– Доктор, что же мне делать?
Лисич выдохнул через нос и наконец позволил себе взять сигарету. Чиркнул, затянулся, с достоинством кашлянул и черным оценивающим взглядом просканировал директорскую жену сверху вниз – с коротко стриженной головы до носков бежевых замшевых сапог. Под сапогами наплыла тоненькая сероватая лужица растаявшего снега.

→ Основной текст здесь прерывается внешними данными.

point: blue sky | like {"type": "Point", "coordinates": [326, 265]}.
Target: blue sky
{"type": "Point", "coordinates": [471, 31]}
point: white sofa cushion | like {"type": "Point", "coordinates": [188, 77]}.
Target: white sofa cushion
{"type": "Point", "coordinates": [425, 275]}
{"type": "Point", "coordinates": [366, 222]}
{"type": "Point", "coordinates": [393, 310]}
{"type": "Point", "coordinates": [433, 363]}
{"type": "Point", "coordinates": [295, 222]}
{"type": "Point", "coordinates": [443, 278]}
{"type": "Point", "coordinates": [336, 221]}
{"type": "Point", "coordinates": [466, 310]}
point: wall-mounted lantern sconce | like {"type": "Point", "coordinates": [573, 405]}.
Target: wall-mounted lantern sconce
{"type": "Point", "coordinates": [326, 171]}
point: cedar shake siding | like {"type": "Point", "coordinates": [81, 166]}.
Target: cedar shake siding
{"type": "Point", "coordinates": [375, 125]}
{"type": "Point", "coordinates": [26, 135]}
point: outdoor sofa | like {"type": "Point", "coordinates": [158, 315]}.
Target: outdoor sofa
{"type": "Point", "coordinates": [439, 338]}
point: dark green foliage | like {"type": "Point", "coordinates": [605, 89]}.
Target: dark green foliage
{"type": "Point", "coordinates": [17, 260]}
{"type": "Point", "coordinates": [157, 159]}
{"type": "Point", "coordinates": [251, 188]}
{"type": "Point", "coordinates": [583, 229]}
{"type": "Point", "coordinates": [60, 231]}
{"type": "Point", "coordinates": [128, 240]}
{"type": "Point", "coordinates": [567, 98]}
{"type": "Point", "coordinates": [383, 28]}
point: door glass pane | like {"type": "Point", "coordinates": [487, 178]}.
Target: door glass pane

– Сколько лет было вашему любовнику?
Директорская жена растерянно тронула серьгу в правом ухе, подтянула декольте канареечной кофточки, оправила складку на короткой кожаной юбке, переменила скрещенные в круглых лодыжках ноги, потопталась по лужице.
– 35 лет, всего на три года старше моей доче…
– Найдите себе любовника моложе.
За дверью в коридоре резко и протяжно скрипнула дверь, старик (или старуха?) скрипя половицами прошлепал (прошлепала?) в туалет в конце коридора. Хлопок, щелчок засова.
– А вы сами, как думаете? – каркнул Лисич.
Шум сантехнического водопада, скрип засова, обратный скрип половиц и двойной протяжный вопль двери, заткнувшейся с поворотом ключа.
– Да где же… Да разве я найду еще такого…. молодого, доктор?
– А вы сами, как думаете?
Женщина моргнула, шумно сглотнула, смахнула какую-то пылинку с толстых коленей и вдруг приосанилась, закинула ногу на ногу, зашлепала губами. Лицо ее осветилось торжеством, подбородок заходил ходуном:
– Да как же! Я… Да я… Да меня… Да я такая… Да по мне прокурор Пресненского района сохнет, как мальчишка… Да я! Да не найду? Моложе найду! Да я двух найду! Да я… Да меня…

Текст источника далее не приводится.